展示内容はとても充実しており、大迫力の模型も含め、大変見ごたえのある展覧会でした。(展覧会チラシ、写真はドイツ連邦議会新議事堂 ライヒスターク)
ノーマン・フォスター(1935~)は現代イギリスを代表する建築家で、家具から建築、都市計画まで幅広く手掛けています。
以前はフォスター卿(Sir Norman Foster)と言っていましたが、今は格がさらに上がって、テムズ・バンクのフォスター男爵(Baron Foster of Thames Bank)となっています。一代貴族で、メリット勲章を受章。国際的な建築賞は、プリツカー賞はじめ数多く受賞しています。
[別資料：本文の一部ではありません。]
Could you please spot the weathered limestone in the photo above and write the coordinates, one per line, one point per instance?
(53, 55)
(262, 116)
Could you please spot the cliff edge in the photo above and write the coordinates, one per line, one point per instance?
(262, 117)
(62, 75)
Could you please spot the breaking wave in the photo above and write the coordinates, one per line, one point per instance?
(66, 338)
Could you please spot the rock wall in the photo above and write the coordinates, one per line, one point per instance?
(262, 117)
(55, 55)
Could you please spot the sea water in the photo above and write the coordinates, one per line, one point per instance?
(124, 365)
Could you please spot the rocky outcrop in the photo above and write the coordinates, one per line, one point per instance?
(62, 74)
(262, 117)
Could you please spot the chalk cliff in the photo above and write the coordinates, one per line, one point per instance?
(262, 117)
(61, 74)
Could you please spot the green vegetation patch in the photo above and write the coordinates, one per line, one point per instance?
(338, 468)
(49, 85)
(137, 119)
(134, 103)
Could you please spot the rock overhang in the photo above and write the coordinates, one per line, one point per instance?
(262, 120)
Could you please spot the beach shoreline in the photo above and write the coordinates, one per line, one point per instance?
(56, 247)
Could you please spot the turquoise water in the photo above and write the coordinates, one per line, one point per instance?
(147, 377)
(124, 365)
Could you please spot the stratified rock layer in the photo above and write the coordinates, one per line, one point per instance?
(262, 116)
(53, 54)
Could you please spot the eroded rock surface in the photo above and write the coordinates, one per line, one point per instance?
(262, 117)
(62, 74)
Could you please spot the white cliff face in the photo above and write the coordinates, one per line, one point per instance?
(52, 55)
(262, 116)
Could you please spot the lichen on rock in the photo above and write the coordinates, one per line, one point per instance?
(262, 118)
私が学生のころから世界の第一線で活躍しており、当時は「香港上海銀行」が大きな話題となっていました。
「ドイツ連邦新議事堂」、「大英博物館グレートコート」など、世界中で多くの建築を手掛けてきて、80歳の今でも衰え知らずの活躍をしています。
日本では、東京御茶ノ水にあるセンチュリー・タワー(現・順天堂大学11号館)の他、いくつかの住宅を手掛けています。
思っていたより日本での仕事は少ないのだなと気づきました。
今回は、意外にも「フォスター+パートナーズ」の日本初の大規模展覧会ということです。
英語タイトルで、ARCHITECTURE(建築)、URBANISM(都市)までは、建築家の展覧会のタイトルとして普通だと思うのですが、INNOVATION(革新、新手法)がついてるのがユニークで、興味深く見ました。
(日本語の、展覧会の副題が「都市と建築のイノベーション」になっていますが、英語では3つの単語が並列されているので、フォスターの意図は英語の方によく現れているのではないかと思います。)
最初に、パネルで、基本理念が述べられており、そこから、テーマごとに具体的な作品の紹介となります。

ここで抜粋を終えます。